Regulating the regulators : emerging roles of cellular microRNAs during influenza A virus infection Loveday, Emma-Kate


Over the past twenty years small endogenous non-coding RNAs known as microRNAs have emerged as potent regulators of gene expression during virus infection. During influenza A virus infection the role of miRNAs and their impact on the virus lifecycle is relatively unknown. With seasonal strains that can result in annual epidemics, to newly emerging subtypes that have the potential to cause a worldwide pandemic, influenza A remains a major threat to global human health. Here we aimed to determine the role miRNAs play in the host-pathogen interactions associated with varying pathogenesis during infection with different influenza A virus strains. In Chapter 2, we tested the hypothesis that human cellular miRNA expression would vary between a low pathogenic swine-origin H1N1 influenza A virus strain and a highly pathogenic avian-origin H7N7 influenza A virus strain. Utilizing high throughput microarray analysis, we identified differentially expressed miRNA and mRNA profiles during H1N1 and H7N7 influenza A infection and found strain specific expression patterns that were associated with specific cellular pathways. One of the miRNAs identified in Chapter 2 was miR-24 that targets the proprotein convertase furin, which is responsible for cleaving the hemagglutinin glycoprotein on the surface of highly pathogenic influenza A viruses. In Chapter 3, we hypothesized that synthetic miR-24 could inhibit highly pathogenic H5N1 influenza A infection. Addition of exogenous miR-24 during H5N1 infection resulted in a significant decrease in furin mRNA expression and enzymatic activity as well as reduced infectious virus released and virus spread.
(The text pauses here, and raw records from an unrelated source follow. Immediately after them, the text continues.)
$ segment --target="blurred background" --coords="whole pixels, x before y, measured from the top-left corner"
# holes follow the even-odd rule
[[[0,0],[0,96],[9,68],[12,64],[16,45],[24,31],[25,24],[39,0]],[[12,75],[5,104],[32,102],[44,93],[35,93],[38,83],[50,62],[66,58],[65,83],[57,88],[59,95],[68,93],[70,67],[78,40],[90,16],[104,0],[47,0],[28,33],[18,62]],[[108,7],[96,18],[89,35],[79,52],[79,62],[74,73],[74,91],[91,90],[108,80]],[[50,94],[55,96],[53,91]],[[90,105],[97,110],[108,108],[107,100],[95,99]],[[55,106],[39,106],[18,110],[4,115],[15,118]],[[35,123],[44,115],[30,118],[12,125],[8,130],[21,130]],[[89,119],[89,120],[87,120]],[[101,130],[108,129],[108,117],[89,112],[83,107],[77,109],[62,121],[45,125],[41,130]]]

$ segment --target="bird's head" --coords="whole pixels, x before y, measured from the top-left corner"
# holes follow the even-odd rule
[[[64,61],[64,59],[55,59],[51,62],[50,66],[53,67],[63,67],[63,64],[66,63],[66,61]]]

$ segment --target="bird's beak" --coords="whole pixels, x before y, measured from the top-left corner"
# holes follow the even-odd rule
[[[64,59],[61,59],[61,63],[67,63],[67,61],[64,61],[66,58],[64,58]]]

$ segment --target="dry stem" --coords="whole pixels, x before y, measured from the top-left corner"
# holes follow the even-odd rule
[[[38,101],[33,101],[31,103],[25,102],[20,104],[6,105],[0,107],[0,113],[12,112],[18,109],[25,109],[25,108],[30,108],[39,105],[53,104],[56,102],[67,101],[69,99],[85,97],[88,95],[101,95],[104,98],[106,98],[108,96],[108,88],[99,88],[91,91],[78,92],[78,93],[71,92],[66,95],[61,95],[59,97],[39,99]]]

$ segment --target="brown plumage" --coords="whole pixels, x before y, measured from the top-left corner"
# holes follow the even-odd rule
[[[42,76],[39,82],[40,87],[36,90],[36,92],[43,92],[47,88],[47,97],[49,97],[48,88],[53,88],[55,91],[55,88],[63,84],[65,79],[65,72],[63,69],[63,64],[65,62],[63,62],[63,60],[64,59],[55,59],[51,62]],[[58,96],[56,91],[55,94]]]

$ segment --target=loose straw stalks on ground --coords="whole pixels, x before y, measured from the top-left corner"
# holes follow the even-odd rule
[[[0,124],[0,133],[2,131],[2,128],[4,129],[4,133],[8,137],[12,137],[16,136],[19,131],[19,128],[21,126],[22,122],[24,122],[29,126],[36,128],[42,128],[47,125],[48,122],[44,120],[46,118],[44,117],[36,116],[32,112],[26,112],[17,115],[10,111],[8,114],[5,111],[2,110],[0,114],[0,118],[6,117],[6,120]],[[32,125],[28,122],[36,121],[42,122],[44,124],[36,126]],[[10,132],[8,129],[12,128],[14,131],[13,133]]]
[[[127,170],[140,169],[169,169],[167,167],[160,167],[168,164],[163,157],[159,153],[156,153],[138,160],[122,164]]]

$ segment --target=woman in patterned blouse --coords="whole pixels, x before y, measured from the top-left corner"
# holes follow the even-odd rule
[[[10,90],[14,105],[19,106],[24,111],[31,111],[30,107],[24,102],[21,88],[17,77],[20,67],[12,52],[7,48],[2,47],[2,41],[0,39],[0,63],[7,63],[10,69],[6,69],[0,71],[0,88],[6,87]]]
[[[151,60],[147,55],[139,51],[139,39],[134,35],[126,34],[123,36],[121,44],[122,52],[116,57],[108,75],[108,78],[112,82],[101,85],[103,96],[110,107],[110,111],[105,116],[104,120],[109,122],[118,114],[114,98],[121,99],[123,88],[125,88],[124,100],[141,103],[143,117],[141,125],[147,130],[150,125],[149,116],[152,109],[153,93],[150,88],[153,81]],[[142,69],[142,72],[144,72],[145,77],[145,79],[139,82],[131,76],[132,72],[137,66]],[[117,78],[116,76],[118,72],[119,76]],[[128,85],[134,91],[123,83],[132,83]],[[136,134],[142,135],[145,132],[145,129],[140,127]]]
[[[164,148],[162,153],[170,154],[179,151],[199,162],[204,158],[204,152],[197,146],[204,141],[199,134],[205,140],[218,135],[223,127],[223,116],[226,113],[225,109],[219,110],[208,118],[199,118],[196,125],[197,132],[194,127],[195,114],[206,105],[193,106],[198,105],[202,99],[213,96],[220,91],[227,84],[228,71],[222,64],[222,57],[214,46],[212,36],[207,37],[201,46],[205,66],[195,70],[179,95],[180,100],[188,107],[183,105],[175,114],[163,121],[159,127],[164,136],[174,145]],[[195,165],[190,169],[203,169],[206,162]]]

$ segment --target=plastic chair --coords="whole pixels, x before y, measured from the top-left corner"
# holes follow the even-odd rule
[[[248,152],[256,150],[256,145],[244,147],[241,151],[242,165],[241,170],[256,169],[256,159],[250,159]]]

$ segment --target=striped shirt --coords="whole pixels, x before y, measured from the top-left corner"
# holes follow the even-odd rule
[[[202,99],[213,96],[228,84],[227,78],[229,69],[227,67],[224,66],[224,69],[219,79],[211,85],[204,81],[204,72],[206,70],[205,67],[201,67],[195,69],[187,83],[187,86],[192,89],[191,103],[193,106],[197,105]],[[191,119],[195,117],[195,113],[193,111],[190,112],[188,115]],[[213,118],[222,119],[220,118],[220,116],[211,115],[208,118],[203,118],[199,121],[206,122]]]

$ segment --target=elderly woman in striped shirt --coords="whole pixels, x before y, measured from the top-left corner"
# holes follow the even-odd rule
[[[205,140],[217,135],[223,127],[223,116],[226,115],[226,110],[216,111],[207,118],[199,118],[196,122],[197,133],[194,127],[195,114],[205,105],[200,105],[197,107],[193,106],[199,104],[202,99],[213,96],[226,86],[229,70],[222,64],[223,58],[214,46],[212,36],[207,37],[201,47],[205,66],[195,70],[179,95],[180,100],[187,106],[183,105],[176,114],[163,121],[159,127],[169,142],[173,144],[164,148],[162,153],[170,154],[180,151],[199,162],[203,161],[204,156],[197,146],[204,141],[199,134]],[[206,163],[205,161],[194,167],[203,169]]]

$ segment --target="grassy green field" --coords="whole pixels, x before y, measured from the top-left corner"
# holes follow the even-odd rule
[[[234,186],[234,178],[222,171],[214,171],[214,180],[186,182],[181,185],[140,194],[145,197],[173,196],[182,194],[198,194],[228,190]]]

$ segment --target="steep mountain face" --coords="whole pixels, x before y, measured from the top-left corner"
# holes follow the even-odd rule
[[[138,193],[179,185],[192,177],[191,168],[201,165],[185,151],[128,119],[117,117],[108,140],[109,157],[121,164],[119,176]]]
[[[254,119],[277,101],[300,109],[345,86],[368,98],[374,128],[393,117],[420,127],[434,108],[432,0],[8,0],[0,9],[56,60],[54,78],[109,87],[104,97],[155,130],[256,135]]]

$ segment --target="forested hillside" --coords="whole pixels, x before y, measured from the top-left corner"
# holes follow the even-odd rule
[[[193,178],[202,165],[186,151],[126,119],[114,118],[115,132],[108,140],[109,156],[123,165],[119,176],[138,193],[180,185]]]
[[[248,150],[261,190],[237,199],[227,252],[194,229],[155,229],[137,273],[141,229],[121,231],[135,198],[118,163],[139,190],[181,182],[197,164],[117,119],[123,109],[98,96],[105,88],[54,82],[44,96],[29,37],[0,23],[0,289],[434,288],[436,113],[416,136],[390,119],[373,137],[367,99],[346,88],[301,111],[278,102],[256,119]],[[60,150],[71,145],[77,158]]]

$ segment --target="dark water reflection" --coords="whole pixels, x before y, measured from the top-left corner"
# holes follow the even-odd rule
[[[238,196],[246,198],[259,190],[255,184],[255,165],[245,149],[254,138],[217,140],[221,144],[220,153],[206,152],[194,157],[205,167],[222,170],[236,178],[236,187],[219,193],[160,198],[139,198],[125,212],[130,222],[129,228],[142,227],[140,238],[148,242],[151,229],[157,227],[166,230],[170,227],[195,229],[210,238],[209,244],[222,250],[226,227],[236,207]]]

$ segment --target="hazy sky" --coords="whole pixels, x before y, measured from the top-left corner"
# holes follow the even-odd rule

In Chapter 4, we hypothesized that novel miRNAs could target the proprotein convertase furin, along with two additional human proprotein convertases: PCSK9 and SKI-1/S1P, that have significant roles during the lifecycles of other enveloped viruses. We identified a novel miRNA, miR-17, that reduced furin mRNA and enzymatic activity. Furthermore, miR-24 was shown to target PCSK9, potentially contributing to the regulation of lipid metabolism. MiRNAs are now recognized as important players during virus infections, especially during the influenza A virus lifecycle. By exploiting the targets of specific miRNAs, we have identified new potential therapeutic options that could be applied to numerous enveloped viruses.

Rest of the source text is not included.